Classifying Text with a Bayesian Analyzer

Problem

You want to classify chunks of text by example: an email message is either spam or not spam, a joke is either funny or not funny, and so on.

Solution

Use Lucas Carlson's Classifier library, available as the classifier gem. It provides a naive Bayesian classifier, and one that implements Latent Semantic Indexing, a more advanced technique.

The interface for the naive Bayesian classifier is very straightforward. You create a Classifier::Bayes object with some classifications, and train it on text chunks whose classification is known:

	require 'rubygems'
	require 'classifier'

	classifier = Classifier::Bayes.new('Spam', 'Not spam')

	classifier.train_spam 'are you in the market for viagra? we sell viagra'
	classifier.train_not_spam 'hi there, are we still on for lunch?'

You can then feed the classifier text chunks whose classification is unknown, and have it guess:

	classifier.classify "we sell the cheapest viagra on the market"
	# => "Spam"
	classifier.classify "lunch sounds great"
	# => "Not spam"

Discussion

Bayesian analysis is based on probablities. When you train the classifier, you are giving it a set of words and the classifier keeps track of how often words show up in each category. In the simple spam filter built in the Solution, the frequency hash looks like the @categories variable below:

	classifier
	# => #
	# { :lunch=>1, :for=>1, :there=>1,
	# :"?"=>1, :still=>1, :","=>1 },
	# :Spam=>
	# { :market=>1, :for=>1, :viagra=>2, :"?"=>1, :sell=>1 }
	# },
	# @total_words=12>

These hashes are used to build probability calculations. Note that since we mentioned the word "viagra" twice in spam messages, there is a 2 in the "Spam" frequency hash for that word. That makes it more spam-like than other words like "for" (which also shows up in nonspam) or "sell" (which only shows up once in spam). The classifier can apply these probabilities to previously unseen text and guess at a classification for it.

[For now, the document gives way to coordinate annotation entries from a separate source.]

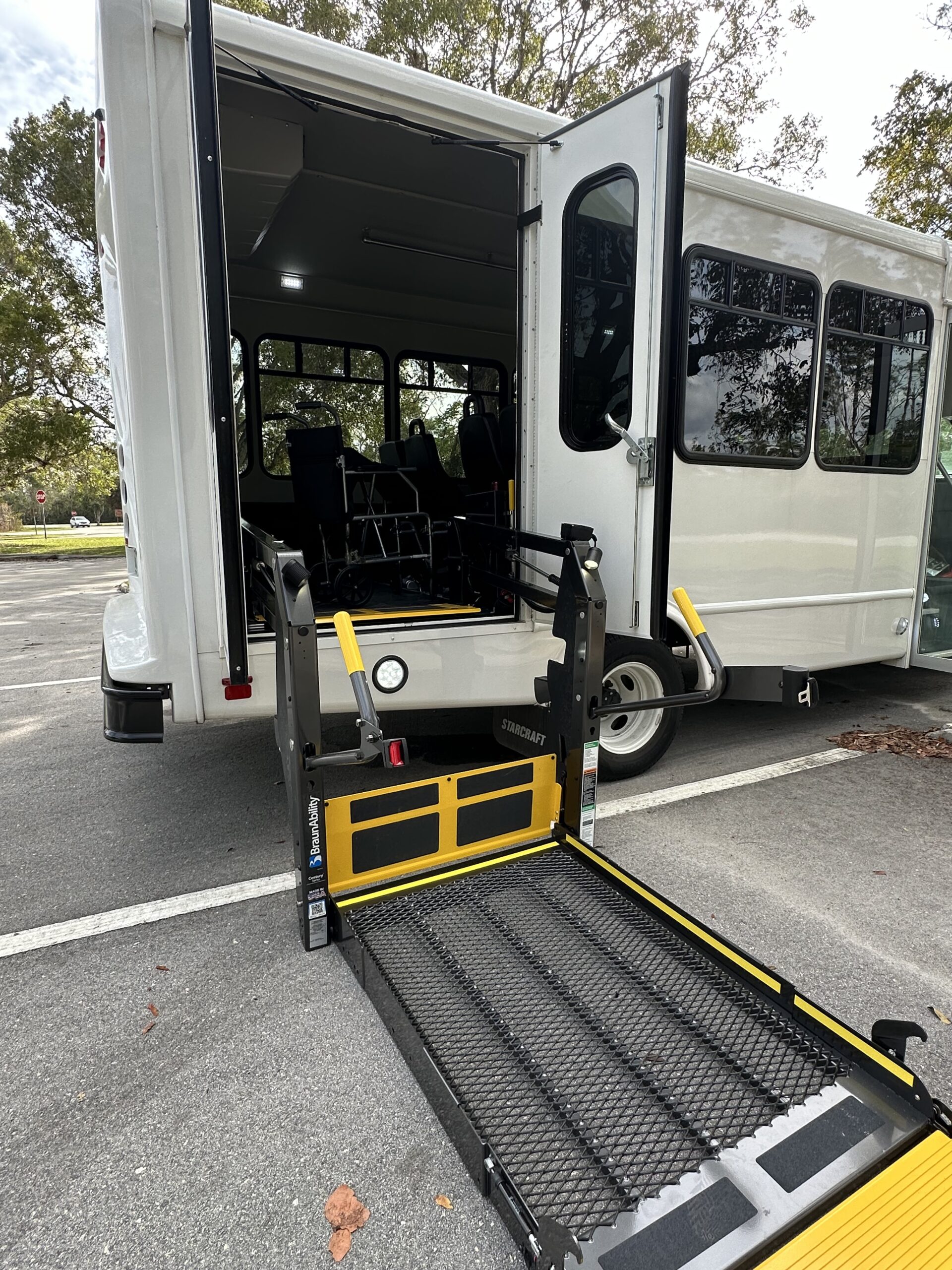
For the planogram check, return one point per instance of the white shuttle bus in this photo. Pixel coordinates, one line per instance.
(356, 310)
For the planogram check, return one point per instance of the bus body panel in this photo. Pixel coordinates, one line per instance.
(839, 550)
(805, 566)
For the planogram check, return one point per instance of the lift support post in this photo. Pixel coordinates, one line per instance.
(626, 1086)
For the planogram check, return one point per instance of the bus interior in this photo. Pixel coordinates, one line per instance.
(372, 273)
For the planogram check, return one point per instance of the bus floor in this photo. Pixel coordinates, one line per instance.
(268, 1078)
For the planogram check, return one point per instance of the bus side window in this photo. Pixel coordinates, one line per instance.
(874, 381)
(434, 389)
(293, 370)
(748, 361)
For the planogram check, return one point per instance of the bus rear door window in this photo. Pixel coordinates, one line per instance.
(598, 309)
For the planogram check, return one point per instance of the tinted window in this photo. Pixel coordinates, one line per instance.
(294, 371)
(874, 388)
(749, 362)
(238, 389)
(599, 289)
(434, 390)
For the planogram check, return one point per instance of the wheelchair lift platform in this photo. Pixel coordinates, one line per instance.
(630, 1089)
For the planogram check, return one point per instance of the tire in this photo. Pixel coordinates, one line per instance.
(638, 670)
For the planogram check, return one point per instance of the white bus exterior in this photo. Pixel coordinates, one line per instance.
(797, 552)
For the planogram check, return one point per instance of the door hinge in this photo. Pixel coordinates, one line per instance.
(645, 460)
(640, 452)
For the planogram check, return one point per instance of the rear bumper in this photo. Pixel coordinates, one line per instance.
(132, 713)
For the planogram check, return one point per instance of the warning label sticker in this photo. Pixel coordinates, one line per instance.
(590, 783)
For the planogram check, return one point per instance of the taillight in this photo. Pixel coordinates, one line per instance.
(237, 691)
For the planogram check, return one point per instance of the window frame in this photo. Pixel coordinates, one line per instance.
(692, 456)
(347, 345)
(565, 375)
(489, 362)
(873, 339)
(246, 374)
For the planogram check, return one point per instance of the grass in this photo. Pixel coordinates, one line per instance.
(60, 544)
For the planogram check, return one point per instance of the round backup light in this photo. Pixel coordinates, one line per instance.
(390, 674)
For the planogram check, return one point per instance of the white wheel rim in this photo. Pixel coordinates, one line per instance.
(625, 733)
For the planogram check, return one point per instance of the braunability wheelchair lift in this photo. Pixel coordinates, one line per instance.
(631, 1090)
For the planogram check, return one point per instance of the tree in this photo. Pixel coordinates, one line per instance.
(913, 151)
(54, 394)
(570, 56)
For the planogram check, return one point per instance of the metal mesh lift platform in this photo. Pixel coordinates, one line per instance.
(630, 1090)
(597, 1053)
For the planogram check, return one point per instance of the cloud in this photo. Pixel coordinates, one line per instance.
(46, 54)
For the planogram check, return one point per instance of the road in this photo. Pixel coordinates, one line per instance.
(215, 1137)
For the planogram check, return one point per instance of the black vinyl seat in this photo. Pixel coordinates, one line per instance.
(440, 493)
(393, 454)
(481, 448)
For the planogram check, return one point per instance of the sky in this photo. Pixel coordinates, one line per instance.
(843, 69)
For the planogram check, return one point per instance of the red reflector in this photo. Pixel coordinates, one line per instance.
(237, 691)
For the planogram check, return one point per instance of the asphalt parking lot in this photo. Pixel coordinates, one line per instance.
(215, 1137)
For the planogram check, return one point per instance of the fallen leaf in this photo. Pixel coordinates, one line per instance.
(339, 1244)
(896, 741)
(345, 1210)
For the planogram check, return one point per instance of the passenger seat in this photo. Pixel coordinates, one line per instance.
(440, 493)
(481, 448)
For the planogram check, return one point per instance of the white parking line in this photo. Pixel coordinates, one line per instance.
(48, 684)
(196, 901)
(140, 915)
(731, 781)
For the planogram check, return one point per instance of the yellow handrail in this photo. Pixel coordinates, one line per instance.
(688, 613)
(348, 643)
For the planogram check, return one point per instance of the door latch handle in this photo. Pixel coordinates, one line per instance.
(640, 454)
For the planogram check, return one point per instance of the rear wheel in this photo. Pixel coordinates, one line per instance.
(633, 741)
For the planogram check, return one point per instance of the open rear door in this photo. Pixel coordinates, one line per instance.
(601, 310)
(205, 115)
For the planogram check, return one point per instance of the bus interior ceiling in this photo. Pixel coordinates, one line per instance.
(372, 271)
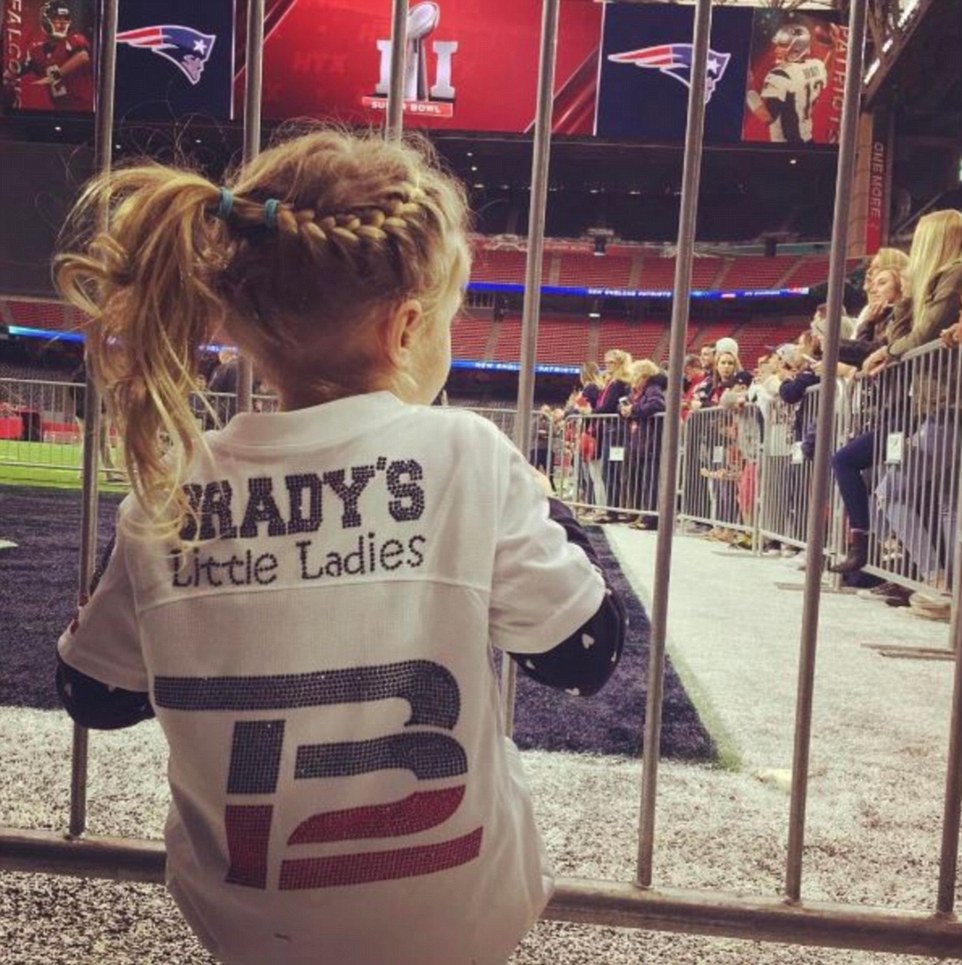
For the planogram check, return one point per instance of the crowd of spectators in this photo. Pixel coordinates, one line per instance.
(910, 300)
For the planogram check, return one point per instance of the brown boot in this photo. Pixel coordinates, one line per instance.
(857, 553)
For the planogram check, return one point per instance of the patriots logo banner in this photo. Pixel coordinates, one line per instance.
(192, 72)
(675, 60)
(651, 103)
(187, 49)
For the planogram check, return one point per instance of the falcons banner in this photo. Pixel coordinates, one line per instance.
(471, 64)
(174, 59)
(48, 55)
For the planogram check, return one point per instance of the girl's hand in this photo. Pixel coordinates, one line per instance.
(952, 335)
(875, 362)
(543, 482)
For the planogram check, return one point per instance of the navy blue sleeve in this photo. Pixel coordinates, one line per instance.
(92, 703)
(583, 662)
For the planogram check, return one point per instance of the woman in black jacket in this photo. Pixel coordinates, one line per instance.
(643, 449)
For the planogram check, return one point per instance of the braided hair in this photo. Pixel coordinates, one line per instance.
(298, 259)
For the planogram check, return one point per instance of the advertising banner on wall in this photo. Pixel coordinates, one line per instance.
(796, 79)
(48, 55)
(472, 65)
(773, 76)
(646, 72)
(175, 59)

The more text you use to train the classifier, the better it becomes at guessing. If you can verify the classifier's guesses (for instance, by asking the user whether a message really was spam), you should use that information to train the classifier with new data as it comes in.

To save the state of the classifier for later use, you can use Madeleine persistence (Recipe 13.3), which writes the state of your classifier to your hard drive.

A few more notes about this type of classifier. A Bayesian classifier supports as many categories as you want. "Spam" and "Not spam" are the most common, but you are not limited to two. You can also use the generic train method instead of calling train_[category_name]. Here's a classifier that has three categories and uses the generic train method:

	classifier = Classifier::Bayes.new('Interesting', 'Funny', 'Dramatic')

	classifier.train 'Interesting', "Leaving reminds us of what we can part
	 with and what we can't, then offers us something new to look forward
	 to, to dream about."
	classifier.train 'Funny', "Knock knock. Who's there? Boo boo. Boo boo
	 who? Don't cry, it is only a joke."
	classifier.train 'Dramatic', 'I love you! I hate you! Get out right
	 now.'

	classifier.classify 'what!'
	# => "Dramatic"
	classifier.classify "who's on first?"
	# => "Funny"
	classifier.classify 'perchance to dream'
	# => "Interesting"

It's also possible to "untrain" a category if you make a mistake or change your mind later.

	classifier.untrain_funny "boo"
	classifier.untrain "Dramatic", "out"